In this eventuality, new forms of cross-border payment solutions may well work to the benefit of Big Tech. In 2019, Facebook’s Libra made headlines for its attempt to monetize the social media company’s global network by connecting it with payment services. The plan was shot down by regulators, but in more anarchic circumstances it could have proven successful. 

Scenario Three—International Monetary Anarchy

The final scenario, which could also take shape amid a monetary crisis, is a payments union involving transnational cooperation among monetary technocrats. Naturally, the question of what an alternative monetary system might look invites all kinds of speculation, but the figure below outlines one possibility that would not entail a break with existing institutions. The general idea is that, after the failing of the swap network and the large-scale winding down of offshore USD, central bankers would agree to redesign the commanding heights of the international monetary system. To this end, they would shift the clearing and settlement of international payments—no longer protected by a US lender of last resort—to an international institution. The clearest candidate would be the Bank for International Settlements (BIS) in Basel, which is also where the international central banking community meets on a regular basis to discuss international monetary affairs. The BIS was once the apex institution for the European Payment Union that existed from 1950 to 1958 and used its own unit of account to operate the clearing and settlement of cross-border payments.

If the BIS were to run an International Payment Union not denominated in USD, it would likely make use of special drawing rights (XDR)—a  basket comprising the world’s major currencies—as a unit of account, since it already uses this internally. In this scenario, in which cross-border payments would have to be cleared via the BIS, it would no longer be necessary to have offshore money creation in national units of account. The scope of currencies would be restricted again to specific  monetary jurisdictions. This would entail some return to monetary sovereignty in a “Westphalian” sense. Because a central-bank-centric system can hardly afford to relegate exchange-rate determination to market forces, it is likely that politically determined fixed but adjustable exchange rates—such as we saw during the Bretton Woods era—would also make a comeback. 

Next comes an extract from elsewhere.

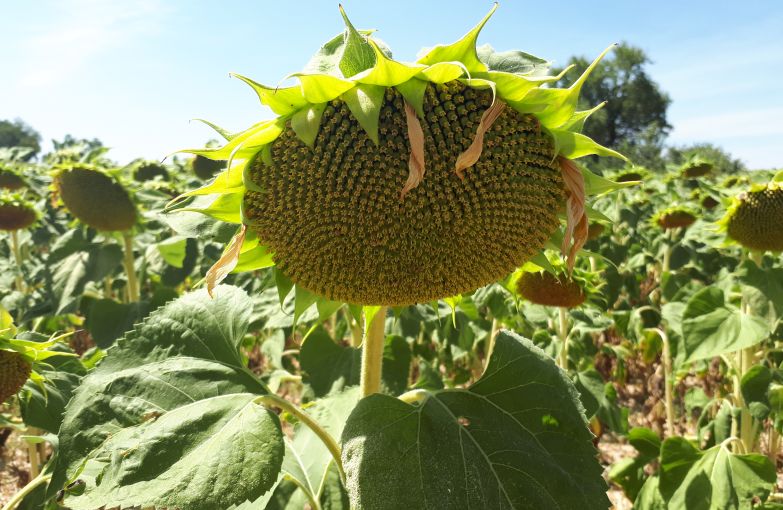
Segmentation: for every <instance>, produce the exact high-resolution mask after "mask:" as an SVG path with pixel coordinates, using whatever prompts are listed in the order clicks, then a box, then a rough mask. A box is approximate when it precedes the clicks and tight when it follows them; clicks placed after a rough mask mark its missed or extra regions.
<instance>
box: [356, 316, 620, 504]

The Trump administration would never agree to such a union, nor would it be supported by any part of the ruling political coalition. This outcome would only be conceivable if the MAGA regime was replaced by a government seeking to rebuild international institutions, backed by US monetary technocrats willing to engage in international monetary cooperation. At present, this looks a long way off. 

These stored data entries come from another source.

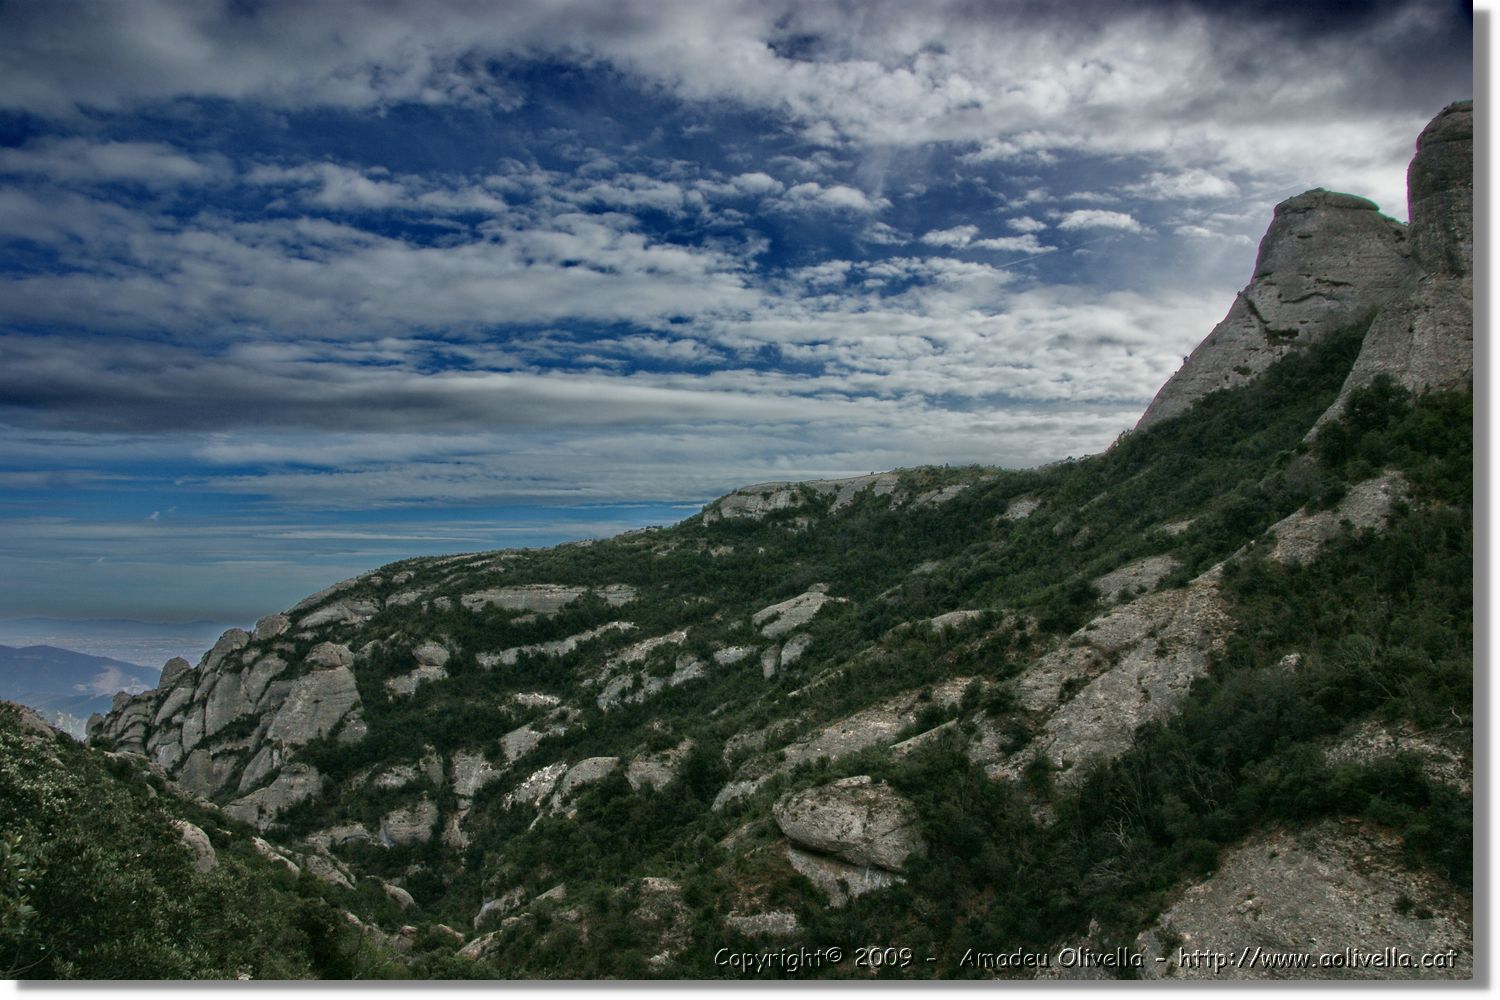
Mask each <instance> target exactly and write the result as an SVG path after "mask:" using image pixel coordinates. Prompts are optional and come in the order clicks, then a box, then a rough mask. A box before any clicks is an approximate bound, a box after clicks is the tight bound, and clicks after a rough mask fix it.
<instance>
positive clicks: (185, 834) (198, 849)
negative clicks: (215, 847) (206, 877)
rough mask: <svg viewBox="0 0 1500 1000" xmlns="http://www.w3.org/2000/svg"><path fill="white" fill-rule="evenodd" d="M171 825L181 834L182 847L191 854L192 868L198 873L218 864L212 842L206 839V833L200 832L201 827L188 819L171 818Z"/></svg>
mask: <svg viewBox="0 0 1500 1000" xmlns="http://www.w3.org/2000/svg"><path fill="white" fill-rule="evenodd" d="M172 826H175V828H177V832H178V834H180V835H181V843H183V847H186V849H187V852H189V853H190V855H192V867H193V870H196V871H198V873H199V874H202V873H205V871H213V870H214V867H216V865H217V864H219V856H217V855H216V853H214V852H213V844H211V843H210V841H208V835H207V834H204V832H202V828H201V826H195V825H192V823H189V822H187V820H172Z"/></svg>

Scenario Four—International Payment Union

BIS: Bank for International Settlements; EUR: euro; GBP: British pound; JPY: Japanese yen; RMB: Chinese renminbi; USD: US dollar; XDR: Special Drawing Rights; ZAR: South African rand

The Trump-Miran argument for the need to weaken the value of the dollar betrays a fundamental misunderstanding of the dynamics of the global monetary system. Those who want to translate their nativist politics into monetary precepts have failed to reckon with the credit-based, often offshore-created, nature of money today. What will emerge from this ideological forcefield remains unclear, but it is likely that a number of schisms will develop. Die-hard national-populists will strive for a less integrated global system in the hope of reshoring blue-collar jobs; Wall Street will cleave closer to  the status quo, not wanting to kill the goose that lays the golden eggs; and the libertarians in Silicon Valley will see an opportunity to to promote alternative fintech solutions by wresting control of global payment networks. In each case, attempts to upend the existing framework will surely cause more problems than they solve. As the US erodes an international system that is structured in its favor, it risks deepening its condition of imperial decline. The future monetary order that it is now imposing upon all of us will come with some buyer’s remorse.